Эфирные дьяволы состоят из Чарма Извечной Звезды и из темноты, что поглощает ее свет. Они – разумы, бестелесны, клубятся рядом и сквозь друг друга. Но если им удается найти путь к физической форме, ими овладевает голод.
Вот это и случилось с Даппи Хобом. В один миг Риис постиг и опустошительный голод демона – ненасытимую жажду тьмы к свету, пустоты к веществу. Эфирный дьявол слился с Даппи Хобом, и они стали одним целым.
Риис узнал этого демона. Плавая в Великом Молчании, он ощутил его яркую, злобную сущность, злой разум Темного Берега. Там его знали под многими именами: Ариман, Велиал, Шайтан.

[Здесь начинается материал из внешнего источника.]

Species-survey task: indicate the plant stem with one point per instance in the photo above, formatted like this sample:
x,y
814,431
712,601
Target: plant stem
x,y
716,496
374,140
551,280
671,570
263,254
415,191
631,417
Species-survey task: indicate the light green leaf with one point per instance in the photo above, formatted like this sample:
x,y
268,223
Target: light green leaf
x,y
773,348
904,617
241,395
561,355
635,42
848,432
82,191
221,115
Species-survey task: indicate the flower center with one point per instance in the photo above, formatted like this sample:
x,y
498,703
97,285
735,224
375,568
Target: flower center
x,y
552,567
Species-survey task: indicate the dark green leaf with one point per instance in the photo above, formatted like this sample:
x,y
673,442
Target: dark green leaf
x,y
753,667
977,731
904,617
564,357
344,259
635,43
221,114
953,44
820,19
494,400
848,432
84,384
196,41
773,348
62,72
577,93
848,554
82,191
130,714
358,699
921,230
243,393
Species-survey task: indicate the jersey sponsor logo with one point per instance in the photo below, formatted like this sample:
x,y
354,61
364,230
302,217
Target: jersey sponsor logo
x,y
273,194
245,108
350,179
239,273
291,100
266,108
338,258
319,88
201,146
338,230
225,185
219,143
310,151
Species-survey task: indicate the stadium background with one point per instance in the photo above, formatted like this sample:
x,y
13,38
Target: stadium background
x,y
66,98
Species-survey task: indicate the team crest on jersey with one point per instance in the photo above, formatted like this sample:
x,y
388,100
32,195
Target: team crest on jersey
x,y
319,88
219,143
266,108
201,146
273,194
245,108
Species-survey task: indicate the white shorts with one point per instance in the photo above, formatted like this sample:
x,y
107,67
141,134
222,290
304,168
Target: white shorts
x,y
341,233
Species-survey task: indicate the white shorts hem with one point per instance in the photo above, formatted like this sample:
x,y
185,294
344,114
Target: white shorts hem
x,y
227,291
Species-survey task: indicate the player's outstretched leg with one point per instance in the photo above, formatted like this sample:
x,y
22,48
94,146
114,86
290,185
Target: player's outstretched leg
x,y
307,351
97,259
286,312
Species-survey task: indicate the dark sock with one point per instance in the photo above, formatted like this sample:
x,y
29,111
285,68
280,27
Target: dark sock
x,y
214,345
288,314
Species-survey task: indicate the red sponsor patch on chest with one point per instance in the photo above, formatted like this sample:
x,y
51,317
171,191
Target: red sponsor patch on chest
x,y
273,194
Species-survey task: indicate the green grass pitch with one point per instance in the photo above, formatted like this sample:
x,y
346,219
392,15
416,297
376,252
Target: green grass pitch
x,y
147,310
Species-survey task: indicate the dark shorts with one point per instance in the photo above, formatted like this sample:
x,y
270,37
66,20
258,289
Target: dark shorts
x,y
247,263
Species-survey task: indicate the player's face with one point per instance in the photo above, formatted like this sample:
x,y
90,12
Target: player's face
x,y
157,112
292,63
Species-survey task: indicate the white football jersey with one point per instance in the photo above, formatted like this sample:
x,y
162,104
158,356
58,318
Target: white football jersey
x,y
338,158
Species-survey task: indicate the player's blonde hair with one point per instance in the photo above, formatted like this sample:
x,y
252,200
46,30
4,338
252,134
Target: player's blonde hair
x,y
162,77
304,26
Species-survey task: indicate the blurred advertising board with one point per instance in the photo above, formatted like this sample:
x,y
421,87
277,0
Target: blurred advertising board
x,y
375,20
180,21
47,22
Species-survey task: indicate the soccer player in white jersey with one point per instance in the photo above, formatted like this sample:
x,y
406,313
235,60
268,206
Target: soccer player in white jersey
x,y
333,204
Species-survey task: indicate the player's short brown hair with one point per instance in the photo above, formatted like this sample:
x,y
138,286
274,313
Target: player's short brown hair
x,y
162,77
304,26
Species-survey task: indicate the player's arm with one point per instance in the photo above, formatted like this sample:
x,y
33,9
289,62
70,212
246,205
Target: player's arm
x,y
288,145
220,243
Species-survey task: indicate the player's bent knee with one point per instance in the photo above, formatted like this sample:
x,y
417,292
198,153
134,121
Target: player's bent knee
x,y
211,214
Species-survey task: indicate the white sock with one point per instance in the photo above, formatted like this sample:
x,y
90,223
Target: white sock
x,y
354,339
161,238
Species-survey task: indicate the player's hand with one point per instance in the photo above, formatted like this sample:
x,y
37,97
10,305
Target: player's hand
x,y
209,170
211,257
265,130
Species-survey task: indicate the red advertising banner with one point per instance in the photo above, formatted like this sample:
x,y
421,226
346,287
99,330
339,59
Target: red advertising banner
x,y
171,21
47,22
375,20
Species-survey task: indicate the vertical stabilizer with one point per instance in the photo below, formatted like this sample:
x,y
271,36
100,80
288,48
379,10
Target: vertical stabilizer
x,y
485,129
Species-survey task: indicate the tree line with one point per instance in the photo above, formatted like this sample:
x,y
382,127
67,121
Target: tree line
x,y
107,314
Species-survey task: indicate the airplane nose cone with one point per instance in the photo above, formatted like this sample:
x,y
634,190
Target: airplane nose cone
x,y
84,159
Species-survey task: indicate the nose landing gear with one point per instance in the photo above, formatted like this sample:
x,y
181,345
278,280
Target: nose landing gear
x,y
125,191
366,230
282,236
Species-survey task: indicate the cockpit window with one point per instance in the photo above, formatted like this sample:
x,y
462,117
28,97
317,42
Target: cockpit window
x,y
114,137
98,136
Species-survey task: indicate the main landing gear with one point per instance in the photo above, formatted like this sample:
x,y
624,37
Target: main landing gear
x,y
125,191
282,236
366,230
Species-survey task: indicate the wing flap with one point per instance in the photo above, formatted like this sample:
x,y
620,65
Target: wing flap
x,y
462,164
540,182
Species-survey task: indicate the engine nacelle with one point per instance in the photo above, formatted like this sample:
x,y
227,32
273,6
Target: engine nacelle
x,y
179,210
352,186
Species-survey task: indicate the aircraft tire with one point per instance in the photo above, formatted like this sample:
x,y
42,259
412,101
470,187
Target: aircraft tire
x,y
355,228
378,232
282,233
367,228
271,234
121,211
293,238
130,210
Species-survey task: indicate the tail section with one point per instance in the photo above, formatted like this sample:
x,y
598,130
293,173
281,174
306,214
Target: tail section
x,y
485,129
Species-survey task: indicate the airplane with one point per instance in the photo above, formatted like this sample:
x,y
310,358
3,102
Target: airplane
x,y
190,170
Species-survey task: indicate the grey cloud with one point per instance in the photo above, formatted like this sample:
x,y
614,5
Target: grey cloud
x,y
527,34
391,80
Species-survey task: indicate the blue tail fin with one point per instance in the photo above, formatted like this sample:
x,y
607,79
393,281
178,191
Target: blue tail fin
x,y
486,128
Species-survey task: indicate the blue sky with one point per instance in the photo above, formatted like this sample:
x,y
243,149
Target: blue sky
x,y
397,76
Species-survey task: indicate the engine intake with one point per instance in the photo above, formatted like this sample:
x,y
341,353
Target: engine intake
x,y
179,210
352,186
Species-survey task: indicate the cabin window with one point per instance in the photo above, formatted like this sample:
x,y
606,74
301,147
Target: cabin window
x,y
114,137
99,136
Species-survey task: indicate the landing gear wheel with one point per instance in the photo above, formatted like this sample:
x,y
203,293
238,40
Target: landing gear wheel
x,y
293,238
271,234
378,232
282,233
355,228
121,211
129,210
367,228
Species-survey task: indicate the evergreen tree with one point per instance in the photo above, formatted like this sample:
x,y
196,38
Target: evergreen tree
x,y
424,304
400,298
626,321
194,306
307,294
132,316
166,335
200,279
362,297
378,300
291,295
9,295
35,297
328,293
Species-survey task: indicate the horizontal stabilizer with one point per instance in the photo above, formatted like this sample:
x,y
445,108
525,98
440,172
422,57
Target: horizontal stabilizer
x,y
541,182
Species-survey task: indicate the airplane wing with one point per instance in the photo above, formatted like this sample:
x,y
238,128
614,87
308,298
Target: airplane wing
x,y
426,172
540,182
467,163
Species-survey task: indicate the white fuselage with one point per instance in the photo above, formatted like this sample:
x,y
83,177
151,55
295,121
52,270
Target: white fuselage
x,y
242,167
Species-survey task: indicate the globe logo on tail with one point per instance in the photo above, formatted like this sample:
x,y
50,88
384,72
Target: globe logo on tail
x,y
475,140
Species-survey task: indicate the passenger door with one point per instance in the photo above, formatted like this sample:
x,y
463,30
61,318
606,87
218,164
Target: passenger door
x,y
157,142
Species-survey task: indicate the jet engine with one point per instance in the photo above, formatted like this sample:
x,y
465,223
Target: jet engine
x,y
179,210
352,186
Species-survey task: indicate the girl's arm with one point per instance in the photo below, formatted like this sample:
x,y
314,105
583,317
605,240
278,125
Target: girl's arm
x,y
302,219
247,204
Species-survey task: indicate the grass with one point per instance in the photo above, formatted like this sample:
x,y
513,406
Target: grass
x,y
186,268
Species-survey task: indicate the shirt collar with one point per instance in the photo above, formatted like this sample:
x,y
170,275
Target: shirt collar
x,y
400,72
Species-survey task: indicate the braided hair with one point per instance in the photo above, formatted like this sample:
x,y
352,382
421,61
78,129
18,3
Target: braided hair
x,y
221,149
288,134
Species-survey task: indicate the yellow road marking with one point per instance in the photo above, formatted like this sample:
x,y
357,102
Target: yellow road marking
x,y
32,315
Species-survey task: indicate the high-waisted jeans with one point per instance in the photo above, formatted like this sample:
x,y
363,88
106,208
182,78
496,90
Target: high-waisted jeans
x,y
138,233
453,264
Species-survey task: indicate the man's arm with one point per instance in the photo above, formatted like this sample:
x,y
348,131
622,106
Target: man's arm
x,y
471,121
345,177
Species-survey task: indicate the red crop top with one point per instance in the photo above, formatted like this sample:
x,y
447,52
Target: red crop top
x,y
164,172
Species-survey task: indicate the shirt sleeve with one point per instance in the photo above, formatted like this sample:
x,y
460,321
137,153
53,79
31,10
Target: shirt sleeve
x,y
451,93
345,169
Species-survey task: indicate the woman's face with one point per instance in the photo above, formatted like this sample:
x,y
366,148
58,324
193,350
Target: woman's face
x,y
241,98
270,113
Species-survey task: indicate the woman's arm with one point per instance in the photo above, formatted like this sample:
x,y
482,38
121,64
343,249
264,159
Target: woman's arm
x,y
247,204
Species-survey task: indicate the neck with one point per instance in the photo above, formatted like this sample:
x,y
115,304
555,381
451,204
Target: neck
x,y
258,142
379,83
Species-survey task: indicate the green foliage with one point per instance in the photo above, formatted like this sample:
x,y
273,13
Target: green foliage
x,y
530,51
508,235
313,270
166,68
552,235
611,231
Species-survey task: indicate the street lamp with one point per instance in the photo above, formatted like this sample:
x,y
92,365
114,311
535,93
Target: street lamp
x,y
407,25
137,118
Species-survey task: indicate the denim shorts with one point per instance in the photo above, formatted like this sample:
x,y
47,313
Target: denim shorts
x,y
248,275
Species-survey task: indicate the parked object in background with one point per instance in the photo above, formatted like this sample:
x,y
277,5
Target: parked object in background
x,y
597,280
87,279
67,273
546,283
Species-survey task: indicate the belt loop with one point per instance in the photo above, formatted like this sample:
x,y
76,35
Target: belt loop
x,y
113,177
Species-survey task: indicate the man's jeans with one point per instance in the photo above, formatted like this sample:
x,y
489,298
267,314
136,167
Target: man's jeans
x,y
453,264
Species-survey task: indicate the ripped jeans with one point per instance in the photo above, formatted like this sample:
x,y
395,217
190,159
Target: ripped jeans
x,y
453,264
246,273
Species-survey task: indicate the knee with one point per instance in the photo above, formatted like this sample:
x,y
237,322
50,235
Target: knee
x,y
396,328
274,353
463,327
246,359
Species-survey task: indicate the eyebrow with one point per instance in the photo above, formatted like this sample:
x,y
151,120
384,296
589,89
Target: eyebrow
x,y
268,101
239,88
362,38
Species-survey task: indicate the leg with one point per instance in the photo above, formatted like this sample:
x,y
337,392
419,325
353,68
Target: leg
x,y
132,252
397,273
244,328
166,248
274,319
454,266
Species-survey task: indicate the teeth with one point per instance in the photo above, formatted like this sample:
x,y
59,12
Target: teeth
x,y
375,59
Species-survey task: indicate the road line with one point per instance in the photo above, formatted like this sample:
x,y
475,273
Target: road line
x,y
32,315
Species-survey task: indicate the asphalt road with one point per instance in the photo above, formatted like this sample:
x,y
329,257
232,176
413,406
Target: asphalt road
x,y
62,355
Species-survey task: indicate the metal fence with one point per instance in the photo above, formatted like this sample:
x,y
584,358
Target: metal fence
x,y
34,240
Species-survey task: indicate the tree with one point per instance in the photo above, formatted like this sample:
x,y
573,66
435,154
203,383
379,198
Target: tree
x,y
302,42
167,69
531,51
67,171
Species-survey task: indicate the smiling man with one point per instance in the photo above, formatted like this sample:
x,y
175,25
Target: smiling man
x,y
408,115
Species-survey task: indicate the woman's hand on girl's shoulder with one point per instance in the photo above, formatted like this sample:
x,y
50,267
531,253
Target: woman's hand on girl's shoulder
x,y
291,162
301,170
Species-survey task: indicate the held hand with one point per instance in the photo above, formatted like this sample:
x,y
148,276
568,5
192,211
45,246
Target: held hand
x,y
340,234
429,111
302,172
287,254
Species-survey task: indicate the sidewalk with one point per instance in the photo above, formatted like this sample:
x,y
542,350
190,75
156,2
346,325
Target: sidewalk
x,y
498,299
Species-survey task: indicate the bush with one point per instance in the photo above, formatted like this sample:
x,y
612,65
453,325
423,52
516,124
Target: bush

Даппи Хоб привел его с собой, когда гномы швырнули его в Бездну. Они не хозяина своего свергли, но демона, который владел их хозяином.
Риис корчился в демонической жадности Даппи Хоба, желая поглотить все мистические миры: Темный Берег, Светлый Берег, Горний Воздух и самое Извечную Звезду, Съесть все, сжевать все до самого внутреннего имени.